Dependence of p, n, α, and p n on calcium concentration (mean ± SEM; A–D). Open symbols represent the fitting results of double challenge experiments using the same final calcium concentration, as indicated by the matching closed symbols, of single challenge experiments.

Figure 3

The maximum fusion rate and the time to reach the maximum rate (T_Peak) vary with calcium. Using the relationship between the extent of fusion (pCa and n), the experimentally derived constants for α, and the correlation between n and p, specifies the kinetic response as a function of calcium. The solid lines indicate these relationships, in agreement with the observed behavior of both the maximum rate and the time to reach the maximum rate.

Figure 4

A and B represent the calcium-triggered response in two systems showing egglike and neuronlike kinetic behaviors with parameters n = 5, τ_α = 10 s, and τ_P = 7 s, and n = 0.2, τ_α = 10 ms, and τ_P = 7 ms, respectively. The rates were calculated using a total releasable pool of 1,000 vesicles.
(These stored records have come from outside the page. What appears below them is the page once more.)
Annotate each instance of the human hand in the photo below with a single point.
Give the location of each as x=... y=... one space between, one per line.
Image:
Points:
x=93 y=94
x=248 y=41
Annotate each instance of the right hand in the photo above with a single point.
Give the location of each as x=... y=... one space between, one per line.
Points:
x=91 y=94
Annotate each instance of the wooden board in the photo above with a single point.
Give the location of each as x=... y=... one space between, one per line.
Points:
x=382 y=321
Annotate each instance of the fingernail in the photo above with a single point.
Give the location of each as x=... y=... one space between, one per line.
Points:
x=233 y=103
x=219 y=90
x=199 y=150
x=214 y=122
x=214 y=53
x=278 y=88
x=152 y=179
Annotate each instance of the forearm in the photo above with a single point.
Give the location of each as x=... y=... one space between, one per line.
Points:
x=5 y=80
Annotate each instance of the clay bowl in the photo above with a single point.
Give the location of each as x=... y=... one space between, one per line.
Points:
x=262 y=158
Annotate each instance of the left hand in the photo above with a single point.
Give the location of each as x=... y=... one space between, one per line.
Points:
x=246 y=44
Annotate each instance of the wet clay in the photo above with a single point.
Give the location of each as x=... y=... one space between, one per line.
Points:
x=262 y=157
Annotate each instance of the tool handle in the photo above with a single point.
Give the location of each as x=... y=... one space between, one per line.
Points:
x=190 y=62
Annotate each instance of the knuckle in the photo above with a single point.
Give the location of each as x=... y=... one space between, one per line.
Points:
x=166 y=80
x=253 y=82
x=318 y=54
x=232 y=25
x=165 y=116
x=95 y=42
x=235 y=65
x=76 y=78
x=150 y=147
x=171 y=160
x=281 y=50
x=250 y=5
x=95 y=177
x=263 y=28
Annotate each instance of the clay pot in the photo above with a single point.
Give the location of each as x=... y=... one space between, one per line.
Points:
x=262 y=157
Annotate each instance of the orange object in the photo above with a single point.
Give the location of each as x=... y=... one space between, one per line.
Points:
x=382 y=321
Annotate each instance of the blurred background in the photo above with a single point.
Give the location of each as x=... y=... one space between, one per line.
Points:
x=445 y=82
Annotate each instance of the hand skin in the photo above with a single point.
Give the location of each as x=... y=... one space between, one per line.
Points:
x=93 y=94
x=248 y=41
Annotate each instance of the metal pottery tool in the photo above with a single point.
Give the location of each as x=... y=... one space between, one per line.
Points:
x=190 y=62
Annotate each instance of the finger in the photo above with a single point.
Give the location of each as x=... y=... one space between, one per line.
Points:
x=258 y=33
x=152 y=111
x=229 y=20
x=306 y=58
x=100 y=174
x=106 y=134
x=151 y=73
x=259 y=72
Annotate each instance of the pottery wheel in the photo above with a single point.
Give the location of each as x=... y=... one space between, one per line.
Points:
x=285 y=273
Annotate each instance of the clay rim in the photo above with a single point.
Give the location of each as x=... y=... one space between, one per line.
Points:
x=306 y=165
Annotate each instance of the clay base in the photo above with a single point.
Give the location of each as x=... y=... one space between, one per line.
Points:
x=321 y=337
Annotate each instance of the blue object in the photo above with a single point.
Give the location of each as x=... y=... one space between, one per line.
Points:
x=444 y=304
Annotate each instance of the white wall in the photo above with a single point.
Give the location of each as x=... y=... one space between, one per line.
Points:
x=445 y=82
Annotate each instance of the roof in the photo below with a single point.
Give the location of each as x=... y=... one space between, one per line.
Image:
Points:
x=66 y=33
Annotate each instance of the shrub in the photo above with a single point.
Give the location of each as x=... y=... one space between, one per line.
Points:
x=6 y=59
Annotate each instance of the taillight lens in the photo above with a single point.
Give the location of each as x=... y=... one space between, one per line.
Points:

Note, the kinetics of the neuronlike system is ∼100× faster than that of the egglike system.

Figure 5

A and B are the log-log representations for the calcium dependence of the extent and maximum fusion rate predicted for the neuronlike system with τ_α = 10 ms and τ_P = 7 ms. The n-calcium relationship was established using midpoint M = 10 μM and width W = 0.23 in the cumulative log-normal distribution. The straight lines are nth order fits to the linear portions of the curve (3–7 μM calcium); the extent and maximum rate are approximated by [Ca²+]^4.0 and [Ca²+]^3.9, respectively. C is the predicted calcium dependence for the time of the first fusion event (Lag) and the time to reach the maximum rate (T_peak).